Spain’s capital of Madrid set a record in 2017 for tourists (approximately 12 million), and hotel investors and developers are taking notice, HNN contributor Benjamin Jones reported in March. High-profile luxury brands looking to open hotels in the market over the next several years include W Hotels & Resorts and Four Seasons Hotels and Resorts.

“It is becoming well known for its food and beverage scene and other features, which are attracting more and more people. The Madrid hotel market is getting very strong, the city is a great weekend destination and there is no reason to believe that any of this is going to change anytime soon,” said Felicity Black-Roberts, VP of Hyatt Hotels Corporation acquisitions and development for Europe and North Africa.

On Australia’s island state of Tasmania, hotel “developments worth more than $855 million are either underway or planned,” HNN’s Thiessen reported in February.
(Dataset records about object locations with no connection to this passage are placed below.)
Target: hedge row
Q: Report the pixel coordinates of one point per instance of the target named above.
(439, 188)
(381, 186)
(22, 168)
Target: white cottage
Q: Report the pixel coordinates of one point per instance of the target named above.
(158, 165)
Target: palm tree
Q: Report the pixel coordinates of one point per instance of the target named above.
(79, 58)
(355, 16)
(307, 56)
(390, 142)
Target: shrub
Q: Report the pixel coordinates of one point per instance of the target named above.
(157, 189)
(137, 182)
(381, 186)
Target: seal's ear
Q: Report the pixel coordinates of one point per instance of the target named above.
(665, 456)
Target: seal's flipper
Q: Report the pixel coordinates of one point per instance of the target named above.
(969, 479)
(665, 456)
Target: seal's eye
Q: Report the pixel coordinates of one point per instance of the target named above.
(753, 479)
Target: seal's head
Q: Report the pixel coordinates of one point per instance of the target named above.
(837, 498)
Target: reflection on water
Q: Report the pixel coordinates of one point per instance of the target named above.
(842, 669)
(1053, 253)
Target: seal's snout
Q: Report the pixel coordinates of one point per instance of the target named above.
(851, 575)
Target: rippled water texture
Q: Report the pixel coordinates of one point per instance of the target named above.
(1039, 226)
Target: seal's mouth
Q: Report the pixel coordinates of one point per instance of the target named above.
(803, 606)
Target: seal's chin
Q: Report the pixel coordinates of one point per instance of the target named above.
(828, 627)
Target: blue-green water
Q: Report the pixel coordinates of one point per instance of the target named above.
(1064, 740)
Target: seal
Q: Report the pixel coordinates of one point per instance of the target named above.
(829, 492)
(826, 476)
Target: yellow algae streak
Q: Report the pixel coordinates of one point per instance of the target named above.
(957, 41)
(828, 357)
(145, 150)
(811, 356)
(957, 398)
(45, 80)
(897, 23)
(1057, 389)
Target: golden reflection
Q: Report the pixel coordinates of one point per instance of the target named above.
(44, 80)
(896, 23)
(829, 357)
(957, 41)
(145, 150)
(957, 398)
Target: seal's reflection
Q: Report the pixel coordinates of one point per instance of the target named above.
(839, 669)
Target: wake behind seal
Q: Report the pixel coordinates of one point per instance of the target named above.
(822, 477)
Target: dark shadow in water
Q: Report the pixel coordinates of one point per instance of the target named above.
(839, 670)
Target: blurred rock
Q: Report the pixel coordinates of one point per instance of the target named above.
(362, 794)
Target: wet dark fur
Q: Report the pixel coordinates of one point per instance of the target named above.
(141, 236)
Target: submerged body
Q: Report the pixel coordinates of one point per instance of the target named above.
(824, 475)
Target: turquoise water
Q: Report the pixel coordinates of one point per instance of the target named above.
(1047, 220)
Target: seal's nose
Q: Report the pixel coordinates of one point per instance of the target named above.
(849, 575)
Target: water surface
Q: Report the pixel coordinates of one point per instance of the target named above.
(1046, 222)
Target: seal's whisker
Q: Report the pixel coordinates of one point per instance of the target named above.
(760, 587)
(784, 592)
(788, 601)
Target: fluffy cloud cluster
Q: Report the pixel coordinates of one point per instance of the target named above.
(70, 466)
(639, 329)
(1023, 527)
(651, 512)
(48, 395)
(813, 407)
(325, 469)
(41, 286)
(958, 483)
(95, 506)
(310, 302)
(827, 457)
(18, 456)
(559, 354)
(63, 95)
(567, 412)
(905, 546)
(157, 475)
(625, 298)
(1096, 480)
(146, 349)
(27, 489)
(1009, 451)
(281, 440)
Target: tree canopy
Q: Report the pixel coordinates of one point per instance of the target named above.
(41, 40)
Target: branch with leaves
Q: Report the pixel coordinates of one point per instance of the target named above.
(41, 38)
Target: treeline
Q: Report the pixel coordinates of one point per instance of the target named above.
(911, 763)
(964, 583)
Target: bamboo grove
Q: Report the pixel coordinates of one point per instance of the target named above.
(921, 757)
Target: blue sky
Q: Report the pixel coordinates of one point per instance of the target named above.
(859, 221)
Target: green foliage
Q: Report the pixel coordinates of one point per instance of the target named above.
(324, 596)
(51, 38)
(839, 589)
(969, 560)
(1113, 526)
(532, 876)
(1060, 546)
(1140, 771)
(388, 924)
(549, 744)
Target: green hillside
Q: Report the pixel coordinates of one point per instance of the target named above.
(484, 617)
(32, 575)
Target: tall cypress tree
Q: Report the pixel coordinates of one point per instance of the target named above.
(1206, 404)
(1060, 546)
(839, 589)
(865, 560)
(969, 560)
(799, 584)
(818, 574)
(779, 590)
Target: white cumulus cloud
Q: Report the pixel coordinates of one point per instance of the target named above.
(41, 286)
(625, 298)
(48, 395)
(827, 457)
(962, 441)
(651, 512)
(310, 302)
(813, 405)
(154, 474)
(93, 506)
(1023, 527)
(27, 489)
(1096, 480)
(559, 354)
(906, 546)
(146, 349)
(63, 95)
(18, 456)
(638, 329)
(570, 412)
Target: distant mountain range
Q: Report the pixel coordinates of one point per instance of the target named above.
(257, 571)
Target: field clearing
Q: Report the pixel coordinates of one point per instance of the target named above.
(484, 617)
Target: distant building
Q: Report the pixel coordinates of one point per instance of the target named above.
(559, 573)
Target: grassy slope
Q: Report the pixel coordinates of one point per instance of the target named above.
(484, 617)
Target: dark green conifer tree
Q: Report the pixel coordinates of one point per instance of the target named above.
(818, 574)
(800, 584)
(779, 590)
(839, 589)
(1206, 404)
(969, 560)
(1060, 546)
This investment is being driven by international visitors to the island, which have more than doubled in two decades.

“To have so much interest in investing in Tasmania, especially by some of the global hotel chains, is a feather in the cap for the industry and government,” said Tasmanian Hospitality Association CEO Steve Old, who added better government promotion and investments have reaped record visitor numbers even in winter.

An increase in bookings from groups, for conventions and cultural events, in Ukraine’s capital of Kiev is helping its hotel industry on the road to recovery, with the country seeing its first new hotel projects since the beginning of its economic crisis in 2014, HNN contributor Vladislav Vorotnikov reported in January.

“(2017) is also the first time in three years that we should witness any internationally-branded hotel openings in the Ukrainian capital, and this shows that the investors trust that the bottom of the economic cycle has been reached, the stability settled in, and that it only looks up from here,” said Tatiana Veller, head of hotels and hospitality for Russia and CIS at JLL’s Hotels & Hospitality Group.

After several years in which supply outpaced demand, India’s hotel industry is beginning to see a reversal, HNN contributor Chitra Balasubramaniam reported in January. The improved performance can be credited in large part to efforts by India’s government to promote tourism.

“In the recent years, the Indian government has taken several steps to boost travel and tourism, which has benefited the hotel industry in the country. Also, the entry of multinationals and Indian hotel chains expanding internationally only reinforces the segment’s untapped business potential,” said Alok Chakravarty, director of sales and marketing for New Delhi-based Shangri-La Hotels & Resorts.